Алексей Тверяк
Сила
ОВ-В-ВО-О-О-У-УВ-В!.. В-ж-ж-ж-ж-ов-во-о!..
Стелет ночь длинные, седые космы, обвивает ими воротние столбы, хлещет по стенам изб дворов и с каждым новым ветровым толчком уносит их через поле к сосновому леску. А там — кидает их в мягкую пуховую постель, с размаху прилепляет к сосновым стволам и угомоняется до нового слезного взрыда, до нового ветрового толчка.
Об каком таком покойнике плачет ночь, кого провожает в несусветную могильную темь? Может и знает она, да разве у ней выпытаешь? Не скажет безъязыкая, только стоном ответит, взовьется взрыдом и завоет, распустя долгие космы к лесу.
Однако, для Акима Ольхи эта ночь — самая приятная. Недаром до революции еще говорил про него поп, что связался Аким Ольха с нечистым, продал ему свою душу.
Вот поди ж ты… Кому другому с печки не сойти в эту непогодь, а Аким Ольха рад-радешенек.
С вечера залез на полати, отлеживался, отхрапывался в потолок. Около полатей свешивается с потолка лампадка, вместо ночника. Аким ее приспособил для удобства, — ляжет на полатях, реденькую черную бороденку уткнет кверху, над лицом свесит жилистой рукой книжицу и читает. А свет — от лампадки. Чем зря торчать ей около ненужных богов, пущай пользу свою малую приносит.
С вечера задремал Аким Ольха. Сладостно задремал, до того, что слюна по бороде потекла. Даже что-то хорошее сниться начало. Да только прохватился от женкиного окрика:
— Аким! Вставай скорей. Урядник к нам идет…
Кубарем скатился Аким с полатей, на полати закинул шубу, чтобы книги спрятать. Туда-сюда сунулся, ан-глядь — урядник шасть в избу. Аким Ольха сел на лавку, а урядник прямехонько к столу. Поглядел Аким на стол да и застыл на лавке. Глядит на урядника и безголосо шевелит губами. Урядник поднял со стола лист и разглядывает. На листе чертеж, непонятный для урядника. Разноцветными карандашами выведены какие-то прямые и кривые линии, точечки, черточки, пунктиры.
— Это что такое? — сурово нахмурился урядник.

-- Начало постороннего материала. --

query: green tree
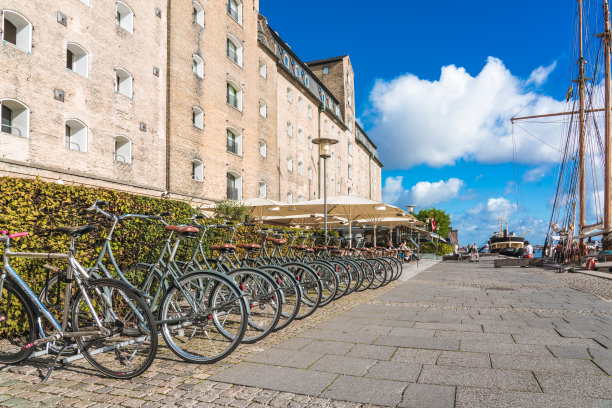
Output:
[415,208,450,238]
[214,200,247,221]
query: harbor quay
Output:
[0,258,612,408]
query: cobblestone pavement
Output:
[0,261,612,408]
[0,262,400,408]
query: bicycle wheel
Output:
[258,265,302,331]
[0,279,38,364]
[308,261,339,306]
[67,279,157,379]
[159,271,248,363]
[227,268,284,344]
[282,262,323,320]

— А ты положь, не твое это.
Перевернул урядник лист другой стороной, а на ней, на другой стороне-то, — царский портрет.
— Та-ак… — поджал губы урядник, — вот ты чем занимаешься?.. Так, мол и запишем. Против царской фамилии и лица разные темные планы строишь?! Значит, против престол-отечества идешь… Так мы и запишем…
Так и записал.
Сидит Аким на лавке, чешет кулаки, а молчит. Из чулана жена выглядывает, углом платка утирает слезы, всхлипывает. А урядник — чертеж в портфель и глазами по избе зашарил. Увидел у палатей лампадку.
— Так… Значит, против святой церкви работу ведешь… Ишь, куда лампадку перевесил!.. Недаром отец Вавил сказывал про тебя… Так оно и есть. Так… А ну-к, заглянем на полати…

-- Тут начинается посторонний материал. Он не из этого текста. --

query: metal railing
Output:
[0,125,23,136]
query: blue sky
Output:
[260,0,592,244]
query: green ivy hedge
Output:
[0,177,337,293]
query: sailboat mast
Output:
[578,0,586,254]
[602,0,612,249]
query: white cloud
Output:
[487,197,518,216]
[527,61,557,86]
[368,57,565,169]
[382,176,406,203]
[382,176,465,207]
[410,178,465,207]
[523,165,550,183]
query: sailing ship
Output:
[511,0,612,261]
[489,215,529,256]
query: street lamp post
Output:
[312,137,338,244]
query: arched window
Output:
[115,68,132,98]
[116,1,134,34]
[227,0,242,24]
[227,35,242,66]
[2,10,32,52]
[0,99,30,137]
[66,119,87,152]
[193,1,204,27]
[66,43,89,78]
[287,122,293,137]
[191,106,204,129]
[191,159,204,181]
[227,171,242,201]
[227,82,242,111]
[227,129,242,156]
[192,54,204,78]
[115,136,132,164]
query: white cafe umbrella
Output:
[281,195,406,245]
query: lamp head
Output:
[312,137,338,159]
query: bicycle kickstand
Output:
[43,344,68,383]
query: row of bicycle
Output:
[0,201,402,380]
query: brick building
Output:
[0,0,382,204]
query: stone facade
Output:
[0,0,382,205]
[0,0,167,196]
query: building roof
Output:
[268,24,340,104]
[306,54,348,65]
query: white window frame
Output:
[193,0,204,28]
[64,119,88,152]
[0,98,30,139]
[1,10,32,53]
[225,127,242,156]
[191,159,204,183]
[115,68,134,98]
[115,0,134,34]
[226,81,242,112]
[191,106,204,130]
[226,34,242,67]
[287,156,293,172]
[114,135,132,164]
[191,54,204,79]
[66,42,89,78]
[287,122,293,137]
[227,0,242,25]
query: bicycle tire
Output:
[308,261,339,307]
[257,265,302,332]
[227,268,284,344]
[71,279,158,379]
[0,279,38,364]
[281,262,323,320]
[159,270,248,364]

Видит Аким Ольха, — пропало его дело. Урядник уже на полатях и книжку разглядывает. Читает вслух:
— Тре-гон-омет-рея… Ого!.. Ишь ты, до какой науки дошел?! А ну, покажь-ка свою машину! Протокол составлю да в уезд приставу донести надо.

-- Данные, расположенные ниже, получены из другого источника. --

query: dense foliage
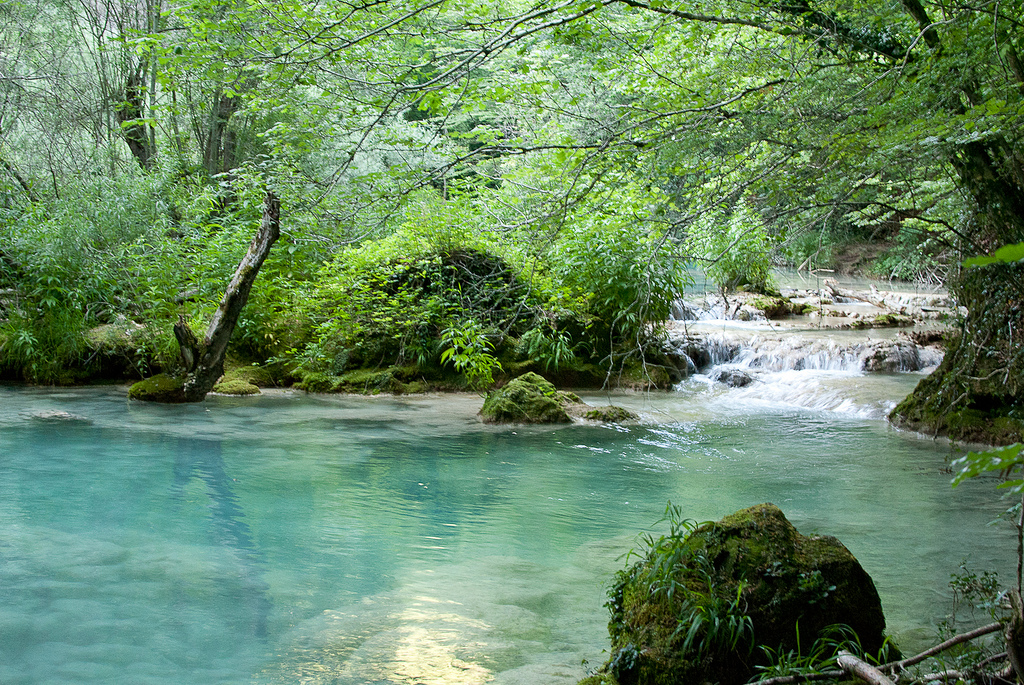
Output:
[0,0,1024,395]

Озлился Аким Ольха. Сорвался с лавки да прямо в рыжую физику уряднику полным голосом:
— Пошел вон, сволочь эполетная! Ты зачем сюда препожаловал? Положь на место книгу и чертеж!
— Ну-ну! — крикнул урядник.
— Вот я тебе нукну! Давай назад! Все давай! Слышь? А не то живым не выпущу, в куски изрублю!
В руках у Акима топор. Перепугался урядник, отдал Акиму книгу и чертеж и сам вон из избы. Тут заголосила Акимова баба:
— Да какая ж нелегкая тебя, окаянного, дернула на царском патрете рисовать?! Да где это видано, чтоб мужик машину выдумывал? Господи, люди все, как люди, а этому все больше надо…
— Ты не вой! Открой-ка трубу.
Прошел Аким к печке, разложил на шестке свой чертеж, последний раз поглядел на него и чиркнул спичку. Царский портрет покоробился, вспыхнул змейкой с лица и сгорел в одну минуту.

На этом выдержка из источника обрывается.